An account of how courts repeat historical fictions that maintain sources of sovereign power.
Archiving Sovereignty shows how courts use fiction in their treatment of sovereign violence. Law's complicity with imperial and neocolonial practices occurs when courts inscribe and repeat the fabulous tales that provide an alibi for archaic sovereign acts that persist in the present. The United Kingdom's depopulation of islands in the Indian Ocean to serve the United States' neoimperial interests, Australia's exile and abandonment of refugees on remote islands, the failure to acknowledge genocidal acts or colonial dispossession, and the memorial work of the South African Constitution after apartheid are all sustained by historical fictions. This history-work of law constitutes an archive where sovereign violence is mediated, dissimulated, and sustained. Stewart Motha extends the concept of the "archive," as site of origin and source of authority, to signifying what law does in preserving and disavowing the past at the same time.
Sovereignty is often cast as a limit-concept, constituent force, determining the boundary of law.
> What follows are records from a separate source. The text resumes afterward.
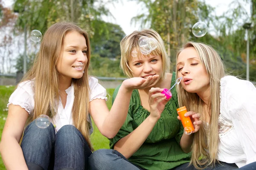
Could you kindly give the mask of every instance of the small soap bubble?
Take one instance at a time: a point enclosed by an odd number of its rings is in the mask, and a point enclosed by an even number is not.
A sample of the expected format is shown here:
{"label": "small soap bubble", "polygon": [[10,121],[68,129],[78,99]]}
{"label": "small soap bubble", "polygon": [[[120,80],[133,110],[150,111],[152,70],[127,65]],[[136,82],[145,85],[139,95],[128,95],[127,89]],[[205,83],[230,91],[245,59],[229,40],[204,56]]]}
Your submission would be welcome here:
{"label": "small soap bubble", "polygon": [[35,120],[35,125],[39,128],[44,129],[49,126],[51,122],[50,118],[47,115],[39,115]]}
{"label": "small soap bubble", "polygon": [[34,30],[31,31],[30,39],[34,42],[39,42],[42,39],[42,33],[38,30]]}
{"label": "small soap bubble", "polygon": [[149,38],[146,36],[142,36],[139,39],[139,45],[141,53],[144,55],[149,54],[152,51],[149,45]]}
{"label": "small soap bubble", "polygon": [[208,27],[203,22],[198,22],[195,23],[192,27],[192,32],[196,37],[201,37],[207,33]]}
{"label": "small soap bubble", "polygon": [[131,56],[134,57],[137,57],[137,54],[138,52],[136,51],[131,51]]}

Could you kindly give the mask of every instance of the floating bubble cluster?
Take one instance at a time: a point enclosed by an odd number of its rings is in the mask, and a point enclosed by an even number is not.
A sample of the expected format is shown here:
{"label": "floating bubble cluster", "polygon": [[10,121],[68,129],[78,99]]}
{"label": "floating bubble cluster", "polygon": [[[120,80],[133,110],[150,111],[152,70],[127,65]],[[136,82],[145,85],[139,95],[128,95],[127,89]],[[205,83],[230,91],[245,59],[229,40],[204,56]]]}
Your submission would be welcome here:
{"label": "floating bubble cluster", "polygon": [[30,34],[30,39],[34,42],[39,42],[42,39],[42,33],[35,29],[32,31]]}
{"label": "floating bubble cluster", "polygon": [[192,33],[196,37],[201,37],[207,33],[208,27],[203,22],[198,22],[195,23],[192,27]]}
{"label": "floating bubble cluster", "polygon": [[44,114],[39,115],[35,120],[35,125],[38,127],[42,129],[49,126],[50,123],[49,117]]}

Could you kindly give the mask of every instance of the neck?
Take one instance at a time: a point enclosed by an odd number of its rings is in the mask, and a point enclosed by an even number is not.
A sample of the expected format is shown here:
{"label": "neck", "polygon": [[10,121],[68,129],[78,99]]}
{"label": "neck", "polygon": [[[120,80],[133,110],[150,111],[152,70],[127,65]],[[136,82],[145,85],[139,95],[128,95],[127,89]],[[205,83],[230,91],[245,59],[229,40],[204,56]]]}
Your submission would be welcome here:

Archiving Sovereignty reverses this to explain how judicial pronouncements inscribe and sustain extravagant claims to exceptionality and sovereign solitude. This wide-ranging, critical work distinguishes between myths that sustain neocolonial orders and fictions that generate new forms of political and ethical life.
Stewart Motha is Professor of Law at the School of Law, Birkbeck, University of London.
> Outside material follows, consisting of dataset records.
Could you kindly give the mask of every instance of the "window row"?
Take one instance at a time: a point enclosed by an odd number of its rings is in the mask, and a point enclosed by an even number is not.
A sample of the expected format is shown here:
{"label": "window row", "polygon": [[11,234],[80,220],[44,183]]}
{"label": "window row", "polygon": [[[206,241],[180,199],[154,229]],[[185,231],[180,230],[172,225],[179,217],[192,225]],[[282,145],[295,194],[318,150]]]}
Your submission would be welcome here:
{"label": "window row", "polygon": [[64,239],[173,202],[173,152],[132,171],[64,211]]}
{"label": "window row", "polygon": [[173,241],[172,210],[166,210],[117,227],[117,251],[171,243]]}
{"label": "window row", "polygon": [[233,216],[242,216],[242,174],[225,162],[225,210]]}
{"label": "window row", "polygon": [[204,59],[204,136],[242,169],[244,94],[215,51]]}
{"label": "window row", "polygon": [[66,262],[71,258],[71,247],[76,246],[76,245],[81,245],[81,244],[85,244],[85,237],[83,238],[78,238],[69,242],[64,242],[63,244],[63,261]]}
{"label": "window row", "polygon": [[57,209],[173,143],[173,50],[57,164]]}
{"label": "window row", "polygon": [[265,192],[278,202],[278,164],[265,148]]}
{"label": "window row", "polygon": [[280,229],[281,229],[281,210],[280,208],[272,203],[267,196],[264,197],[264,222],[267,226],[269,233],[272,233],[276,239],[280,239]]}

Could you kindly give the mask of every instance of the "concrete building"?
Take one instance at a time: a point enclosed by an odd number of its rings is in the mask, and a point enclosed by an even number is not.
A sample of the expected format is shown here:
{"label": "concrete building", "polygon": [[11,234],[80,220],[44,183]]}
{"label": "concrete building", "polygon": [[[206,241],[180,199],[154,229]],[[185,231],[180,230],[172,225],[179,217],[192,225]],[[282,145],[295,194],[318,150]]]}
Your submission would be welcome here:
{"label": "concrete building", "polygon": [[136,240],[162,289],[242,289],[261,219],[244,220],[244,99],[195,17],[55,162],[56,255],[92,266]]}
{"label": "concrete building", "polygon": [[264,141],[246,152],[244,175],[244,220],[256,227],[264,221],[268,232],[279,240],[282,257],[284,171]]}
“Set in and around the Indian Ocean, Archiving Sovereignty is a thoughtful meditation on how the law traffics in fictions—the ‘as if’—as it adjudicates state sovereignty in contexts of colonial and postcolonial violence. Elegantly written, it invites an important consideration of the law’s complex work as historical archivist.”
—Avery F. Gordon, University of California, Santa Barbara
“Stewart Motha re-envisions the Indian Ocean as a material site of law, violence, and dispossession that he compellingly terms an ‘archive of the present.’ Drawing comparatively from Australia, South Africa, and the Chagos Archipelago, Motha offers a beautifully crafted analysis of law and sovereignty, how they draw from and disavow their entangled colonial histories.”
—Renisa Mawani, University of British Columbia
“Of the many interwoven themes in Archiving Sovereignty, the driving motif for me is Kant’s ‘as if,’ which responds to the disappearance of metaphysical objectivity. If objects are the only knowable facts, the unknowable is suspended in the ‘as if.’ This is true for a lie (such as acting as if law were grounded in nature or acting as if sovereignty were a power in itself) as well as for a fertile fiction. We must then think of the ‘as if’ in its relation to an absence of first law, and think of sovereignty as the ‘as if’ of a postulation of ‘nothing’ at the centre of existence. Stewart Motha explores this double dimension, its commingling and unravelling, its aporias and suggestions that are of course inexhaustible. This research is at the heart of the concerns and expectations of the present time.”
—Jean-Luc Nancy, University of Strasbourg
“Through a series of brilliant readings of contemporary cases of exile and exclusion the source of legality, the archive, is exposed as an unstable archipelago and excoriated as the fictive mark of sovereign solitude.”